Obviously the encryption inside the RsaEncryptWithPrivate uses the public key when encrypting, so I do not get why the two encryption methods are not functionally identical:
using Org.BouncyCastle.Crypto;
using Org.BouncyCastle.Crypto.Encodings;
using Org.BouncyCastle.Crypto.Engines;
using Org.BouncyCastle.OpenSsl;
public class EncryptionClass
{
public string RsaEncryptWithPublic(string clearText
, string publicKey)
{
var bytesToEncrypt = Encoding.UTF8.GetBytes(clearText);
var encryptEngine = new Pkcs1Encoding(new RsaEngine());
using (var txtreader = new StringReader(publicKey))
{
var keyParameter = (AsymmetricKeyParameter)new PemReader(txtreader).ReadObject();
encryptEngine.Init(true, keyParameter);
}
var encrypted = Convert.ToBase64String(encryptEngine.ProcessBlock(bytesToEncrypt, 0, bytesToEncrypt.Length));
return encrypted;
}
public string RsaEncryptWithPrivate(string clearText
, string privateKey)
{
var bytesToEncrypt = Encoding.UTF8.GetBytes(clearText);
var encryptEngine = new Pkcs1Encoding(new RsaEngine());
using (var txtreader = new StringReader(privateKey))
{
var keyPair = (AsymmetricCipherKeyPair)new PemReader(txtreader).ReadObject();
encryptEngine.Init(true, keyPair.Public);
}
var encrypted= Convert.ToBase64String(encryptEngine.ProcessBlock(bytesToEncrypt, 0, bytesToEncrypt.Length));
return encrypted;
}
// Decryption:
public string RsaDecrypt(string base64Input
, string privateKey)
{
var bytesToDecrypt = Convert.FromBase64String(base64Input);
//get a stream from the string
AsymmetricCipherKeyPair keyPair;
var decryptEngine = new Pkcs1Encoding(new RsaEngine());
using ( var txtreader = new StringReader(privateKey) )
{
keyPair = (AsymmetricCipherKeyPair) new PemReader(txtreader).ReadObject();
decryptEngine.Init(false, keyPair.Private);
}
var decrypted = Encoding.UTF8.GetString(decryptEngine.ProcessBlock(bytesToDecrypt, 0, bytesToDecrypt.Length));
return decrypted;
}
}
// In my test project
[Test()]
public void EncryptTest()
{
// Set up
var input = "Perceived determine departure explained no forfeited";
var enc = new EncryptionClass();
var publicKey = "-----BEGIN PUBLIC KEY----- // SNIPPED // -----END PUBLIC KEY-----";
var privateKey = "-----BEGIN PRIVATE KEY----- // SNIPPED // -----END PRIVATE KEY-----";
// Encrypt it
var encryptedWithPublic = enc.RsaEncryptWithPublic(input, publicKey);
var encryptedWithPrivate = enc.RsaEncryptWithPrivate(input, privateKey);
// Decrypt
var outputWithPublic = payUEnc.RsaDecrypt(encryptedWithPrivate, privateKey);
// Throws error: "unknown block type"
var outputWithPrivate = payUEnc.RsaDecrypt(encryptedWithPrivate, _privateKey);
// returns the correct decrypted text, "Perceived determine departure explained no forfeited"
// Assertion
Assert.AreEqual(outputWithPrivate, input); // This is true
}
Incidentally the Java decryption exhibits the same issue - when encrypted with the public key only, it fails.

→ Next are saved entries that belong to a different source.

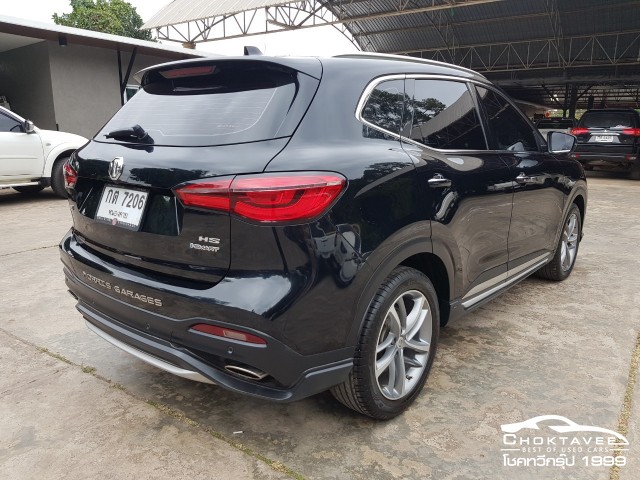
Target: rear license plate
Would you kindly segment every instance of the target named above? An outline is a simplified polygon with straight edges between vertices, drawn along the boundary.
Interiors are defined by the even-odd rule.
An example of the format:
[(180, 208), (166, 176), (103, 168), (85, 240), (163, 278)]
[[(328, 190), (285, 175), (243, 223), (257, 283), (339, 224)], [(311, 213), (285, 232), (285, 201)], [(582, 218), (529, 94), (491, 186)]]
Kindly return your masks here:
[(138, 230), (149, 193), (107, 185), (96, 213), (96, 220), (129, 230)]
[(596, 135), (595, 142), (613, 142), (613, 135)]

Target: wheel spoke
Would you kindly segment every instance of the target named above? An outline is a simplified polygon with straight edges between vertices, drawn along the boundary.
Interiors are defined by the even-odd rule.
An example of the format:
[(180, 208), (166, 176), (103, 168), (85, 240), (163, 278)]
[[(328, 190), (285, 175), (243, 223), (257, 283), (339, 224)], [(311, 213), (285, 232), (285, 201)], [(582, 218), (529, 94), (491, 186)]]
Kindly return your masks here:
[(406, 385), (407, 385), (407, 373), (404, 366), (404, 352), (402, 349), (398, 350), (396, 356), (394, 357), (394, 373), (395, 378), (394, 382), (391, 382), (391, 377), (389, 377), (389, 386), (393, 385), (393, 389), (396, 391), (398, 397), (403, 397)]
[(576, 229), (576, 216), (571, 215), (569, 218), (569, 223), (567, 224), (567, 236), (571, 236), (574, 230)]
[(391, 330), (397, 337), (402, 333), (402, 322), (394, 307), (389, 309), (386, 321), (389, 323), (389, 330)]
[(424, 322), (424, 318), (428, 312), (428, 310), (424, 308), (426, 300), (427, 299), (422, 295), (414, 299), (411, 312), (409, 312), (409, 315), (407, 315), (407, 338), (412, 338), (416, 334), (416, 332), (420, 330), (420, 327), (422, 327), (422, 322)]
[(381, 343), (378, 344), (378, 346), (376, 347), (376, 353), (380, 353), (383, 350), (386, 350), (392, 343), (393, 341), (396, 339), (396, 336), (393, 334), (393, 332), (389, 332), (387, 334), (387, 338), (385, 338)]
[(398, 320), (400, 321), (400, 331), (402, 331), (407, 326), (407, 307), (404, 304), (404, 297), (400, 297), (396, 300), (396, 303), (393, 304), (394, 311), (397, 311)]
[(414, 350), (420, 353), (428, 352), (429, 347), (431, 346), (429, 342), (418, 341), (418, 340), (406, 340), (405, 344), (406, 344), (405, 348), (410, 348), (411, 350)]
[(560, 247), (560, 264), (564, 266), (566, 259), (567, 259), (567, 244), (565, 242), (562, 242), (562, 246)]
[(376, 378), (382, 375), (387, 369), (389, 369), (389, 375), (391, 375), (390, 365), (393, 363), (396, 351), (395, 348), (390, 348), (379, 360), (376, 360)]

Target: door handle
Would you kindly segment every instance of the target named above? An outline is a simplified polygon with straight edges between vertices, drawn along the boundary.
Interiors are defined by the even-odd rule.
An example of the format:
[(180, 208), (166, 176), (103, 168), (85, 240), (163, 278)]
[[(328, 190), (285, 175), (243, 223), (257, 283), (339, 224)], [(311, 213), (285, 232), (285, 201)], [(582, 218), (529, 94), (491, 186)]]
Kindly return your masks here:
[(439, 173), (436, 173), (433, 177), (427, 180), (427, 183), (431, 188), (446, 188), (451, 186), (451, 180), (444, 178)]
[(531, 184), (531, 183), (536, 183), (536, 177), (530, 177), (528, 175), (525, 175), (524, 172), (520, 172), (518, 174), (518, 176), (516, 177), (516, 182), (523, 184), (523, 185), (527, 185), (527, 184)]

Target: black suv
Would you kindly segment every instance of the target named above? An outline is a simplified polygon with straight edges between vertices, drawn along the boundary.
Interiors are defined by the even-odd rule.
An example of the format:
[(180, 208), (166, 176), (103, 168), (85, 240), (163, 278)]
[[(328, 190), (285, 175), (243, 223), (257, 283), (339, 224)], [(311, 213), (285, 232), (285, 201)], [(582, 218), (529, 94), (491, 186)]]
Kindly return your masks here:
[(153, 365), (265, 399), (332, 389), (390, 418), (441, 325), (573, 268), (587, 202), (470, 70), (407, 57), (242, 57), (141, 72), (65, 166), (60, 249), (91, 330)]
[(572, 157), (587, 170), (629, 172), (640, 180), (640, 114), (633, 109), (587, 110), (571, 130), (578, 143)]

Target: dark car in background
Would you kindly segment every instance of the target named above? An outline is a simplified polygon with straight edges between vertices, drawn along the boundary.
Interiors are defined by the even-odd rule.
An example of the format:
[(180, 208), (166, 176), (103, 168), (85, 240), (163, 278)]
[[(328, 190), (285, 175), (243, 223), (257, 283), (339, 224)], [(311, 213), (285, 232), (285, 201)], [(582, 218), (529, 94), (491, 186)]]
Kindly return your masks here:
[(408, 57), (242, 57), (141, 72), (65, 166), (60, 244), (91, 330), (159, 368), (375, 418), (420, 393), (441, 325), (569, 276), (587, 204), (485, 77)]
[(575, 125), (576, 121), (571, 118), (541, 118), (536, 122), (536, 128), (543, 138), (547, 138), (550, 132), (571, 133)]
[(573, 158), (587, 170), (629, 172), (640, 180), (640, 114), (633, 109), (587, 110), (571, 131)]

I'm very new to cryptography, so I'm sure I'm doing something very simple wrong in the RsaEncryptWithPublic method.
EDIT:
I've also added a unit test which proves that the public key is equal to the public key that is extracted from the private key:
[Test()]
public void EncryptCompareTest()
{
AsymmetricKeyParameter keyParameterFromPub;
AsymmetricKeyParameter keyParameterFromPriv;
AsymmetricCipherKeyPair keyPair;
using (var txtreader = new StringReader(_publicKey))
{
keyParameterFromPub = (AsymmetricKeyParameter)new PemReader(txtreader).ReadObject();
}
using (var txtreader = new StringReader(_privateKey))
{
keyPair = (AsymmetricCipherKeyPair)new PemReader(txtreader).ReadObject();
keyParameterFromPriv = keyPair.Public;
}
Assert.AreEqual(keyParameterFromPub, keyParameterFromPriv); // returns true;
}
I was using an incorrect Public Key.. and the test that proved the Private and Public keys matched was using the correct Public Key.
The above code works perfectly as is, as long as you get the keys right!